GSoC 2018

Hi all,

My name is Mikhail R. Gadelha, I’m a PhD student from the University of Southampton, UK. I’m interested in working on the project “Integrate with Z3 SMT solver to reduce false positives”, during the summer by joining GSoC.

This would be my first participation in the GSoC; however, I have already contributed to some open source projects (including clang[0][1] and Z3[2]).

I’ve been working with clang libTooling for a couple of years now, as a frontend for my verification tool, ESBMC [3]. When developing the frontend, I also presented a WIP version in FOSDEM’17 [4], in the LLVM Toolchain devroom. Regarding SMT solvers, I have experience with Z3, Boolector, MathSAT, CVC4 and Yices, as we support them all in ESBMC. Currently I’m developing a solver-independent SMT library for floating-points, as part of my research.

I found the project very interesting and it’s highly related to my research; witness/counter-example validation is an important topic in the field (and a planned feature for our tool). It would be excellent to implement such feature in clang, and check the results in real-world applications.

I contacted George Karpenkov (the mentor of the project) with a question about why focusing on Z3 and the reasons are: (1) it’s already integrated in the build system, (2) license issues with other solvers (e.g., Yices is GPL3) and (3) time constraints.

I also have a question about the proposal. I understand that ideas about the project will be discussed in the mailing list. However, once that’s settled and I write my first draft proposal, should I send it to the mailing list for discussion again or should I send it only to the mentor?

Also any feedback is welcome.

Thank you,

Hey, welcome!

Thanks for picking this up, it's indeed a high-impact item - our current ultra-simplified solver helped us launch and is often sufficient, but a significant portion of our false positives is caused by math being just slightly more complicated than it can digest.
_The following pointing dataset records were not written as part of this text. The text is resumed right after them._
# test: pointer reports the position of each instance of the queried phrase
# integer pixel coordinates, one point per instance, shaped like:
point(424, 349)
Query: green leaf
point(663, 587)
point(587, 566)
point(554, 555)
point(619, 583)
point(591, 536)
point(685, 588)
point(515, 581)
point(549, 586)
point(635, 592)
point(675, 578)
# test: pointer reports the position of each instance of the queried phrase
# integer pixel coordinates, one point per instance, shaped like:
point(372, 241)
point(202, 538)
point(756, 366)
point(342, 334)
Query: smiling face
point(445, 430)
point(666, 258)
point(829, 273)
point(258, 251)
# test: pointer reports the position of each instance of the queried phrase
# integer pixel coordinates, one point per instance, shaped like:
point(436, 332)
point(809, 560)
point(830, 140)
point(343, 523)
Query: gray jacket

As for communications, the only thing lists aren't good enough for is a quick chat. It's up to you and George to decide how would you handle most of the communication, but i'll recommend keeping the community informed about any interesting topics that show up - either technical questions or your own developments. In particular, you might potentially receive feedback from other active community members on your upcoming proposal.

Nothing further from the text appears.